Labor market reforms run into several challenges. The OECD Economic Survey of India advocates "bolder" labor market reforms. It writes,
Bolder reforms would further promote quality employment and reduce income inequality. Work on OECD countries suggests that reducing labor market dualism by narrowing the gap between the protection of permanent and temporary jobs lowers income inequality by reducing both wage dispersion and unemployment. In India, the large unorganized and informal sectors, which leave many workers with low income and virtually no social protection, contribute to labor market segmentation. Reforming labor regulations should aim at providing a minimum floor of pay and social and labor protection conditions for all workers irrespective of the status, size and activity of the firm. This would require introducing a comprehensive labor law which would consolidate and simplify existing regulations. In turn, this would reduce uncertainty surrounding regulations as well as compliance costs for manufacturing companies. Barriers to formal employment should also be reduced, in particular by abolishing the most restrictive provisions of the Industrial Dispute Act that require prior government permission for employment termination and exit decisions. At the same time, the new law should consider providing better training and assistance in job search.
While the argument is appealing, I am not sure whether it will stand the test of scrutiny, even on simple logic, leave alone political economy considerations.
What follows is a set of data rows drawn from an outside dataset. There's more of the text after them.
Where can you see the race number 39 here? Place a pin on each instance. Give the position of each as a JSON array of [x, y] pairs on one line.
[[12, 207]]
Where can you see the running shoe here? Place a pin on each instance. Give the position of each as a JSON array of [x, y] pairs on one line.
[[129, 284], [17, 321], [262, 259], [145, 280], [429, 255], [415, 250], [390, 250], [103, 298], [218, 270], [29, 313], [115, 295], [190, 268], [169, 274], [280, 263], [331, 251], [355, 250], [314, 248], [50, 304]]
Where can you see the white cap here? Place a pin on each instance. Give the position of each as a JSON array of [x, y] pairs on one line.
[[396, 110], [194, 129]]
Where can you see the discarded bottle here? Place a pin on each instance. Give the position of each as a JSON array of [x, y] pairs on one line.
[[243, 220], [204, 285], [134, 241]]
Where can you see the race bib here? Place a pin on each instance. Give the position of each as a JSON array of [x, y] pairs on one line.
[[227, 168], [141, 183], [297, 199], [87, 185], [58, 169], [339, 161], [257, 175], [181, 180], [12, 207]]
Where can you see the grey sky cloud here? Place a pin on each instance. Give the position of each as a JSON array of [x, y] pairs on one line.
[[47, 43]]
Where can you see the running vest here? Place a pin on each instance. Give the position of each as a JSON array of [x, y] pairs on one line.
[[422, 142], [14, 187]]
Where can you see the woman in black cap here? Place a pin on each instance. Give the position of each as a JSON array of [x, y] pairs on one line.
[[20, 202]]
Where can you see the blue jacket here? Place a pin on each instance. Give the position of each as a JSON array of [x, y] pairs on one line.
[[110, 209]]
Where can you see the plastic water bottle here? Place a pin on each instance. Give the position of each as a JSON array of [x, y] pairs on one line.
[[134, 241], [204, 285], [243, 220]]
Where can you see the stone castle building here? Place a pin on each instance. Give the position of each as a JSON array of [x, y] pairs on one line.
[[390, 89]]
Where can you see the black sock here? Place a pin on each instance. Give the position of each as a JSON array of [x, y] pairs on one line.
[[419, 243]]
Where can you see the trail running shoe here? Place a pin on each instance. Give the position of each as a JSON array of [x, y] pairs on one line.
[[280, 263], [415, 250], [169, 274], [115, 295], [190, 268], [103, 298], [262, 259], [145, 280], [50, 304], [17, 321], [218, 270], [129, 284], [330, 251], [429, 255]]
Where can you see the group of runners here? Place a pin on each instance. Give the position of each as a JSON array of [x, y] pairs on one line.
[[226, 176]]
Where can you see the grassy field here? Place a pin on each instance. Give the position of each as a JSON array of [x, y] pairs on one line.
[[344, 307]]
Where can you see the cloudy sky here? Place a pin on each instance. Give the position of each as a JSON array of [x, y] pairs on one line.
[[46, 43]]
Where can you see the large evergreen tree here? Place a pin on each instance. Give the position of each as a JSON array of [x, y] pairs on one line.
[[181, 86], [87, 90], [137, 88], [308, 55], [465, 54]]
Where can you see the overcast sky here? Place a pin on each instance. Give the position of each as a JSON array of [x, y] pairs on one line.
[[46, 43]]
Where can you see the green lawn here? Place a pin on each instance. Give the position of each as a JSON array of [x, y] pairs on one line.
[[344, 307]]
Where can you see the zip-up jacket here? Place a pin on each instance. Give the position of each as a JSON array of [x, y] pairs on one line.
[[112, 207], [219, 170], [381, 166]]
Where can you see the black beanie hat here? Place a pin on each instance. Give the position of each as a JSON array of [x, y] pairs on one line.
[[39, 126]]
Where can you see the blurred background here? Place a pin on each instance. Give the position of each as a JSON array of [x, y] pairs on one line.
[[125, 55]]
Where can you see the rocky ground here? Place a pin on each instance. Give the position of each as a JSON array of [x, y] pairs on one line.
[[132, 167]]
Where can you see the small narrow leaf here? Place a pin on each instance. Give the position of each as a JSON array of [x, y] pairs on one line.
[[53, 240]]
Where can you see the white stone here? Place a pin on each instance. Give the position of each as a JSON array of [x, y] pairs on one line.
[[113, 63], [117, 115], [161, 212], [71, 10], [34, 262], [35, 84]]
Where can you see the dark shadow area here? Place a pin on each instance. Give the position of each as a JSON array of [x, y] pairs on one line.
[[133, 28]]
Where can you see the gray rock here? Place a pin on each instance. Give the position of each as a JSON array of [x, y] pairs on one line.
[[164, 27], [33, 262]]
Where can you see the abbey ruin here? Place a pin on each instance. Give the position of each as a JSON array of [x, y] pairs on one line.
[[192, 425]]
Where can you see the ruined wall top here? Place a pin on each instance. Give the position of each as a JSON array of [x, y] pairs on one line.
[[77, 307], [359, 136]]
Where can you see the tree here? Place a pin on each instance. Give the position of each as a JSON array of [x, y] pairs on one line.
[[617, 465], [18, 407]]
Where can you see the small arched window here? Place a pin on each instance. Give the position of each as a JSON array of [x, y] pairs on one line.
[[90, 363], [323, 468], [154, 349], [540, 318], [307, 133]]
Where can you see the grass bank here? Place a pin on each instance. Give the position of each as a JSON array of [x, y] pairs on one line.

Currently, starting and remaining small and informal enables firms to keep costs down (by paying lower wages and avoiding social protections and certain taxes) as well as escape regulatory requirements. In a country where more than 90% of business enterprises are small and informal, any reform involving minimum pay and social protections, as suggested by the OECD, would be a massive, even impractical, exercise of public intervention. This cannot be done by consolidation and simplification of existing regulations but would require direct executive fiat, whose enforcement poses its set of challenges and distortions.
So here is the fundamental challenge with labor market reforms. On the one hand, the vast majority of businesses in the informal sector barely manage to make ends meet even after paying far lower than minimum wages and offering no social protections. On the other, any formal regulation, even in the most liberalized form, cannot not insist on a reasonable minimum wage and social protections .
The only way to reconcile this dilemma is to acknowledge the reality that a major part of the market will have to remain outside formal minimum wage and social protections, thereby accepting the informal sector. In short, "bold" reforms involving state of art labor regulations and elimination of the informal sector may be a difficult balancing act. This leaves us with the next best reforms like consolidation and simplification of existing regulations.
The alternative, as this blog has long advocated, is to provide certain basic universal social protections - and the recently launched triptych of programs on life and accident insurance, and pensions is a step in that direction - and use its cushion to roll-back the dual-price market in labor wages. The public subsidy inherent in such programs can potentially provide the cushion, atleast to some employers, to support employer-employee financed health insurance and pensions.
However, for this to make any meaningful dent, the public subsidy accruing to these programs will have to be of a much higher magnitude. But it is clear that currently the country does not have the fiscal space to support a large enough universal social safety net.